Эстелла глядѣла на нее съ минуту, какъ бы въ тихомъ удивленіи, но ни мало не смутилась; и затѣмъ снова стала смотрѣть въ огонь.
— Не могу представить себѣ,- начала Эстелла послѣ минутнаго молчанія, — отчего вы такъ неблагоразумны, когда я пріѣхала повидаться съ вами послѣ разлуки. Я никогда не забывала вашихъ обидъ и ихъ причины. Я никогда не была невѣрна вамъ или вашимъ наставленіямъ. Я никогда не выказывала слабости, и вамъ не въ чемъ обвинять меня.
— Неужели было бы слабостью отвѣчать на мою любовь? — вскричала миссъ Гавишамъ. — Но, да, да, она это называетъ слабостью!
— Я начинаю думать, — проговорила Эстелла, задумчиво, послѣ минуты безмолвнаго удивленія, — что почти понимаю, какъ это все вышло. Если бы вы воспитали свою пріемную дочь въ полномъ мракѣ вашихъ покоевъ и никогда бы не показали ей, что такое дневной свѣтъ, — если бы вы сдѣлали это, а затѣмъ почему-нибудь пожелали бы, чтобы она понимала, что такое дневной свѣтъ, то были бы разочарованы и разсержены.
Миссъ Гавишамъ, закрывъ руками голову, сидѣла и тихо стонала, раскачиваясь изъ стороны въ сторону, но ни слова не отвѣчала.

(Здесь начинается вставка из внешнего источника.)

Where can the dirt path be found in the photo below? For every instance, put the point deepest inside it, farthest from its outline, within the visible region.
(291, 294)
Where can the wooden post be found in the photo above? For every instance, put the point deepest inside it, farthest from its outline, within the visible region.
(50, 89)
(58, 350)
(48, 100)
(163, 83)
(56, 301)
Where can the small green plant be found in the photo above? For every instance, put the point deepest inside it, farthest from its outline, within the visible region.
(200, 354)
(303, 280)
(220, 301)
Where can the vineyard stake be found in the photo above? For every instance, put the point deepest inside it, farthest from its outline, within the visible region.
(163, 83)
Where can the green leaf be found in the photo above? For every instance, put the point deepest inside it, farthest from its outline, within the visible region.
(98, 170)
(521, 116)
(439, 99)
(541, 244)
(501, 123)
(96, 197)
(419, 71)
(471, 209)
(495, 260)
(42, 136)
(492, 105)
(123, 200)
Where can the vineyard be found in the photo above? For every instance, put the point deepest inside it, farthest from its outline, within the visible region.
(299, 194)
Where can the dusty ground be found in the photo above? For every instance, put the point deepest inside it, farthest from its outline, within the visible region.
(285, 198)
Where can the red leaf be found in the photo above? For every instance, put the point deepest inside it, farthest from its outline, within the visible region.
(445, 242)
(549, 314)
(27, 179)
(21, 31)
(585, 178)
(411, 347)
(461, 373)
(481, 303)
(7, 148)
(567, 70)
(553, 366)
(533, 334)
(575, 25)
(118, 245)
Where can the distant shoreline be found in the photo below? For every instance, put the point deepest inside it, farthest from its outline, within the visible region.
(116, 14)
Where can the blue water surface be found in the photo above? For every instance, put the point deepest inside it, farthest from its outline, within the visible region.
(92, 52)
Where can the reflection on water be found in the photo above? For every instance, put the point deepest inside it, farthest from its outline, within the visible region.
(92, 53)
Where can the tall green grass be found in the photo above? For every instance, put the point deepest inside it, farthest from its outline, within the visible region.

— Поймите, — продолжала Эстелла, — что если бы вы научили ее съ той минуты, когда она начала понимать, что дневной свѣтъ существуетъ, но что онъ созданъ на то, чтобы быть ея врагомъ и губителемъ, и она должна избѣгать его, потому что онъ ослѣпилъ васъ и ослѣпитъ и ее, — если бы вы это сдѣлали, а затѣмъ почему-либо пожелали, чтобы она спокойно переносила дневной свѣтъ, — поймите, что она не могла бы этого перенести, а вы бы были разочарованы и разсержены.